A Mighty Number Two

June 27, 2016 by Tim

Perhaps “sucks” is a bit strong of a word, but Mighty No. 9 certainly isn’t good. It isn’t the game I think most of us thought we’d be getting. The repeated delays were a warning sign, but they came far too late.

Playing Mighty No. 9 I feel like I can see the blue bomber in there, somewhere. He’s just trapped beneath the surface. And being suffocated by odd design decisions and questionable level design.

Now bear with me, as I’ve not actually played a Mega Man game in nearly a decade… but I seem to recall that collecting certain boss’ weapons proved helpful for defeating other bosses. And so there was a strategy to the order you chose to tackle the levels. Thus I was fairly disappointed as I started clearing bosses with just the base weaponry, and found no particular reason to go hunt down a boss’ particular weakness.

I did like the dash mechanic, which is something Mega Man never had… but the level design is constantly working against you, putting up obstacles and barriers that prevent you from maintaining any sort of momentum. As soon as you start feeling a rhythm zipping along through your foes, you’re forced to stop.

I also cannot help but be disappointed with the visuals of the game. It’s hard for me to imagine that in this day age, this sort stylized, sidescrolling aesthetic is all that hard to execute cleanly, and yet everything seems muddy, with varying degrees of resolution to the textures. There are points where I stopped entirely and questioned “did they forget to finish this part?”

Take a look at the art used to sell us the concept back during the Kickstarter:

It’s not unreasonable to think that the game was aspiring to look like this. It is, after all, a sidescrolling endeavor. Even in the switch from 2D art to 3D elements, I’d like to think I’m not the only one who thought this was the direction they were going. Instead we got this:

I don’t find the graphics to be at all impressive. It feels, as I said above, unfinished. The textures are bland, the particle effects are dull and messy, and the models feel fuzzy and rudimentary. Even the game’s hero, Beck, seems to have lost something crucial in the translation from concept to game element.

The character we were first shown has attitude. There’s a sleekness in his design that definitely evokes that classic Mega Man look, but updated with the fidelity of detail that games of today can support. In-game, however, he looks like a tortured ballon animal.

Mighty No. 9 is, at it’s best, playable. But it doesn’t feel like the game we were promised.
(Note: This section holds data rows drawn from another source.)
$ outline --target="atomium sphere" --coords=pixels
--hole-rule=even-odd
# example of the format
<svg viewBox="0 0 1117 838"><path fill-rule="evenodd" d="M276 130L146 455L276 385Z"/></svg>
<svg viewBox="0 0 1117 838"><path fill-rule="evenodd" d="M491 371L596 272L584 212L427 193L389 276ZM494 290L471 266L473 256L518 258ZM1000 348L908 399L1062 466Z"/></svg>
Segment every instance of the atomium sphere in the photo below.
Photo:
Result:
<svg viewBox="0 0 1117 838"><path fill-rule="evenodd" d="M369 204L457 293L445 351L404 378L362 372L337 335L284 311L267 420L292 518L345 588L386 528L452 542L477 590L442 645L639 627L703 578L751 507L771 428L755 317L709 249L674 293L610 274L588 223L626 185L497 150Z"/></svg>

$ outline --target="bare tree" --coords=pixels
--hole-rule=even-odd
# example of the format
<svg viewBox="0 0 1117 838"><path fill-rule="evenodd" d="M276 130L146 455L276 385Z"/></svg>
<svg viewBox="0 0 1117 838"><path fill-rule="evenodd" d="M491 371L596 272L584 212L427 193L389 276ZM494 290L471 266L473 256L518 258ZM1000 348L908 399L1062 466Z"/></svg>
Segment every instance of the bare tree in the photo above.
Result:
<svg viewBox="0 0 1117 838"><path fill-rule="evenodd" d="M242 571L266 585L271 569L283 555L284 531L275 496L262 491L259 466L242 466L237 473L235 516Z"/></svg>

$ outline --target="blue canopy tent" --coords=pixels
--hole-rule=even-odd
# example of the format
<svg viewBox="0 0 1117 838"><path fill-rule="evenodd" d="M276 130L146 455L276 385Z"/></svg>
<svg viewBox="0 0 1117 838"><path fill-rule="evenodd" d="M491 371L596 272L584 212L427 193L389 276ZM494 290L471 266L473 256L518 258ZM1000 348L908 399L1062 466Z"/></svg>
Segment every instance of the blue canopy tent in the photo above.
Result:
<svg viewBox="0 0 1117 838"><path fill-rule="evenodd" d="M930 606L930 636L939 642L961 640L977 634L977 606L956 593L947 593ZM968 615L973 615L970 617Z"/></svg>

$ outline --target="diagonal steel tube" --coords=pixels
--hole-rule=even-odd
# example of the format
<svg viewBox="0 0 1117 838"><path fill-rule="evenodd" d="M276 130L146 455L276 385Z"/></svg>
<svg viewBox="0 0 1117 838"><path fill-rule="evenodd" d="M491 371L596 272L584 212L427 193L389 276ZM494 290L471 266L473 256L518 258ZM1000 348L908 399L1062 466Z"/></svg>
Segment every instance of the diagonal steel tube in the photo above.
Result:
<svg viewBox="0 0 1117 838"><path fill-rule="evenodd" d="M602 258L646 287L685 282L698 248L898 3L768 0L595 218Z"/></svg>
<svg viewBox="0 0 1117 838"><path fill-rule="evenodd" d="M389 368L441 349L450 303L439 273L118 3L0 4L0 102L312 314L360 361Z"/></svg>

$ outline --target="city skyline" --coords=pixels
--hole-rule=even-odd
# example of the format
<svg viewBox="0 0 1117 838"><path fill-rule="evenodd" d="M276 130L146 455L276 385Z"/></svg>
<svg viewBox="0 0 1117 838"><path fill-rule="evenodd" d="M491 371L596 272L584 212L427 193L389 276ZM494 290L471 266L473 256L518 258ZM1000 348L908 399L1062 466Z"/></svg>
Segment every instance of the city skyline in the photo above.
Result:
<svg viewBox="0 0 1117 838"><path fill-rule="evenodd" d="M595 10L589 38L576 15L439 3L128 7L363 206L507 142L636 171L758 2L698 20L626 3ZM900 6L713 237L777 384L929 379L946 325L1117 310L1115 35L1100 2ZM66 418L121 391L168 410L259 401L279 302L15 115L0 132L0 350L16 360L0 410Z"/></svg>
Capcom doesn’t seem terribly interested in Mega Man as an ongoing franchise, and Mighty No. 9 looked like our best shot at bringing the formula into the current generation. But for some reason, Keiji Inafune has been unable to reproduce the recipe here. It’s not because the new elements brought to the table didn’t work… in fact I feel they did, to a degree. But some of the important basics, like precise jumping, and shooting, fell by the wayside somewhere along the way.